I am in love with Sam - that coat, that coloring - he is just too beautiful!

I must have a RED!!!!!


----------



## marjrc (Jan 13, 2007)

Hey Debbie, didn't Kenny take a whole bunch of pictures?? I'd love to see more. PLEASE!!!!! :biggrin1:


----------



## Julie (Feb 8, 2007)

Me too! :bounce::bounce::bounce:


----------



## marjrc (Jan 13, 2007)

Julie said:


> Me too! :bounce::bounce::bounce:


Somehow, I knew I'd find you here, Julie!! :ranger: :wave:


----------



## Lynn (Jan 2, 2007)

thanks for the pictures Marj


----------



## dboudreau (Jan 12, 2007)

Since you asked for it here they are. I can't take the credit or blame for these pictures.

Ricky wasn't too happy with Delilah telling him off. So he hid under a chair.

Marj made us such a great lunch, not much was left.


----------



## dboudreau (Jan 12, 2007)

More....

I think the kids had more fun with the dog toys than the dogs did.

Thanks again Marj. Next time we have to have a longer visit.


----------



## marjrc (Jan 13, 2007)

Oh your kids were having a ball with the dog toys, weren't they? lol Especially Anthony and the giggling carrot! ound:

Love the pics. Thank you Debbie and Kenny! :whoo: I like the pic of the two "Sams".

We most definitely have to make the next visit longer. I do appreciate that you all stopped here for the time you did, though. I know it meant a longer trip homer. Thanks!

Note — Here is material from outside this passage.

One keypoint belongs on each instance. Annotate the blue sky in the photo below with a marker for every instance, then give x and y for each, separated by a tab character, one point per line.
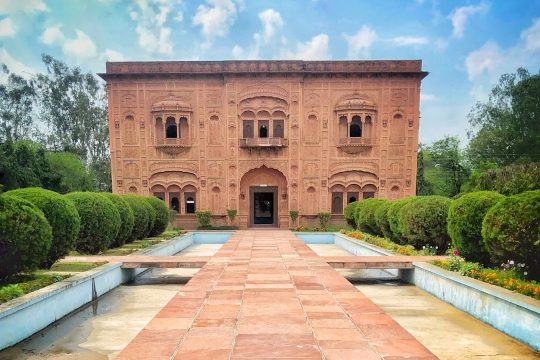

Gosh, how I hate my dining room set!! :frusty: I was going to buy one that I really like two yrs. ago, but had to sacrifice that purchase because I wanted Ricky so badly! At the time, we thought we'd be getting a shelter dog at about $300. Well........ the rest is history, so NO new dining room set just yet!! :suspicious: ound:

Hey Debbie! Your kids and Havs match my decor. They really should have stayed here you know. sigh.........


----------



## Doggie Nut (Oct 20, 2006)

Thanks so much Marj for the update on your visit with Deb & fam! Seeing the pictorial of the day made me envious that I couldn't be there too! Looks like everyone had fun. Samson has always been one of my fave hav's here on the forum (I actually LOVE everyones!!). Wow, Delilah is much lighter since I last saw a pic! And Marj, your guys are adorable and I especially LOVE your darling avatar!! Too cute! I think it is fabulous that friendships have been discovered here and that you took the time to enjoy it!


----------



## marjrc (Jan 13, 2007)

So true, Vicki. It IS great that some of us can get to meet in person and it's as if we'd known each other all along. Debbie and I just continued with our online conversation. lol When I met forum members at the U.S. National, we didn't need to spend an hour introducing ourselves to everyone. We already knew each other! ound: It's very nice.


----------



## LuvCicero (Mar 31, 2008)

Marj, I'm so glad to know you have your priorities in the correct order. After all, has your dining room set ever gave you a lickie -- or made you laugh out loud -- or kept your feet warm??? Nuff said -- except when are you getting your third? :biggrin1:
Pictures of memories...good friends...good times are GREAT -- and a bonus is when they include a Hav!!


----------



## marjrc (Jan 13, 2007)

"Nuff said" is right, Dale! :biggrin1: But a third ??? :suspicious: I only wish! Nah, I think things are really good with two right now. I would love a third, a red or brindle girl, but it may not be the right time for a while yet. Just have to find a way to start kicking my teens out of the house and THEN we can talk! ound:


----------